6. En voyant ces deux sages, versés dans les Védas, le Maître, dans le but d’éclairer les Védas, leur communiqua

7. Le Râmâyana tout entier, (y compris) la conduite généreuse de Sîtâ et la mort du fils de Pulastya, poème qu’il composa pour accomplir son vœu.

8. (Ce poème) plein de douceur dans son rythme musical, conforme aux trois mesures, disposé suivant les sept tons et les règles de l’harmonie,

9. Ce poème où se combinent les genres Crǐngâra, Karuna, Hâsya, Raudra, Bhayânaka, le Vîra, et les autres, (les deux princes) le chantèrent.

10. Tous deux possédaient la science des Gandharvas ; ils connaissaient les Sthânas et les Mûrchanas ; doués d’un organe (merveilleux), ils avaient l’aspect de Gandharvas eux-mêmes.

11. Ils avaient tous les traits de la beauté ; leur parole était pleine d’une douce harmonie ; pareils à deux images du même astre, (nés) de Râma, ils étaient comme deux autres (Râmas).

12. Les deux princes irréprochables apprirent en entier ce pieux et excellent récit, ce poème oral.

13. Suivant l’ordre (qu’ils en reçurent), ces deux princes instruits, l’esprit recueilli, (s’en allaient) chantant dans les réunions des Rǐshis, de Deux-fois-nés et (autres) saints personnages.

14. Les deux (héros) magnanimes, fortunés, possédant toutes les distinctions, un jour que des Rǐshis à l’âme pure étaient réunis,

15. Debout, au milieu de leur assemblée, chantèrent ce poème. En les écoutant, tous les ascètes, les yeux pleins de larmes :

16. — Bien, bien, — dirent-ils aux deux (frères), dans leur vive admiration. Tous les vertueux Munis, le cœur joyeux,

17. Félicitèrent les chanteurs (d’ailleurs) dignes d’éloges, Kuça et Lava. — Oh ! cette rare suavité du chant et des Çlokas ! — (s’écriaient-ils).

18. Ce qui était loin dans le passé, les deux (princes) le rendaient comme présent par leur chant, tant ils exprimaient bien le sens (du poème).

19. Ils chantaient à l’unisson d’une voix douce, pénétrante, mélodieuse et souple ; aussi furent-ils comblés de louanges par ces Rǐshis au glorieux Tapas.

20. Ils chantèrent sur un ton merveilleusement harmonieux et suave. Ravis, les ascètes assemblés (là) leur donnèrent, l’un une écuelle ;

21. Dans sa joie, un autre de ces glorieux solitaires leur fit cadeau d’un habit d’écorce ; celui-ci leur remit une peau d’antilope noire ; celui-là le cordon du sacrifice ;

22. Celui-ci leur donna une cruche ; cet autre grand Muni une ceinture d’herbe Muñja ; l’un une natte, l’autre un pagne.

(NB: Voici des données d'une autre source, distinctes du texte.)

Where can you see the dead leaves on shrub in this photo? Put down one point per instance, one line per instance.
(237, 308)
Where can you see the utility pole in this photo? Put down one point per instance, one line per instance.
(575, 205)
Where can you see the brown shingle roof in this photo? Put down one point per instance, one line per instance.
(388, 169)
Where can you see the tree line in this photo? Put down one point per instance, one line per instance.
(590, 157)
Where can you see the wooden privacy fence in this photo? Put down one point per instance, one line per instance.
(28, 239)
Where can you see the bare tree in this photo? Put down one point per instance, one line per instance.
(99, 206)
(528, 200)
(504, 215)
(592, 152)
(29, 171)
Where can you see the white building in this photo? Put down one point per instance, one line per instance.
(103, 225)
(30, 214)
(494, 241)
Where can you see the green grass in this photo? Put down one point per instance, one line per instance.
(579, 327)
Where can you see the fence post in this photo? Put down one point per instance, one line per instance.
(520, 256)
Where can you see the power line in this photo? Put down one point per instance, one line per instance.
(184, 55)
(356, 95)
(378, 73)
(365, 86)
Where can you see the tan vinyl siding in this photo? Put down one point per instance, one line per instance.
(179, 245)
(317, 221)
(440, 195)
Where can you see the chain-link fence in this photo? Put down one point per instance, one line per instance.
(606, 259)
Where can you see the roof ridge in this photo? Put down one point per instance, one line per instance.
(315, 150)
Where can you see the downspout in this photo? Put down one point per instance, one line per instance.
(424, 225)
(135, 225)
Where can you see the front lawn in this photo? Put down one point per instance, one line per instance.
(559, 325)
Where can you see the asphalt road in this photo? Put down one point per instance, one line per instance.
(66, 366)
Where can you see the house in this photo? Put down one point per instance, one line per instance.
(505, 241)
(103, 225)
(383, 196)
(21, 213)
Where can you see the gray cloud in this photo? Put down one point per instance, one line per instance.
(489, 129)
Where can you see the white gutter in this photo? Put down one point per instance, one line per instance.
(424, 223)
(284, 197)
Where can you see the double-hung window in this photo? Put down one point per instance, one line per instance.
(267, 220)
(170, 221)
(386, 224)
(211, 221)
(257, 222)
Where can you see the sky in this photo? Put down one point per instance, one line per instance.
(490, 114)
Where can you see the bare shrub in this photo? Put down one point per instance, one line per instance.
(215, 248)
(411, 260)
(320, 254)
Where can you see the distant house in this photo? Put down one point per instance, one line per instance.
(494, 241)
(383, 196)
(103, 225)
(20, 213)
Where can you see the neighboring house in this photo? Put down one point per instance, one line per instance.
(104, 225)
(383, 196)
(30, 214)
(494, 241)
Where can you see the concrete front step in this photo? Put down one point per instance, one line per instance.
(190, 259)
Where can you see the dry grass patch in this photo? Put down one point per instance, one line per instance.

23. (Comme gages) de satisfaction, un ascète leur fit présent d’une hache, un second d’une robe jaune, un troisième d’un morceau d’étoffe ;

24. Un autre leur donna un ruban pour attacher leur tresse ; celui-là une corde pour lier des fagots, témoignage de sa joie ; celui-ci un ustensile pour les sacrifices ; cet autre un faix de bois.

25. L’un donna un coussin d’Udumbara ; ceux-ci leur adressèrent des vœux de prospérité. Pleins d’allégresse, d’autres grands ascètes leur souhaitèrent longue vie.

26. C’est ainsi que tous les Munis au langage sincère leur firent des présents. Ce récit merveilleux composé par le solitaire,

27. Ce (poème) par excellence, la source de tous les poèmes, mené à sa perfection suivant les règles, les deux frères qui connaissaient tous les chants le répétaient sur tous les tons.

28. Ce (poème) salutaire, qui procure le contentement et possède tous les charmes de la Çruti, les deux (artistes) dont la renommée s’étendait partout, le chantaient un jour là (dans Ayodhyâ).

29. Le frère aîné de Bharata les aperçut dans les rues et les voies publiques ; il introduisit chez lui les deux frères Kuça et Lava.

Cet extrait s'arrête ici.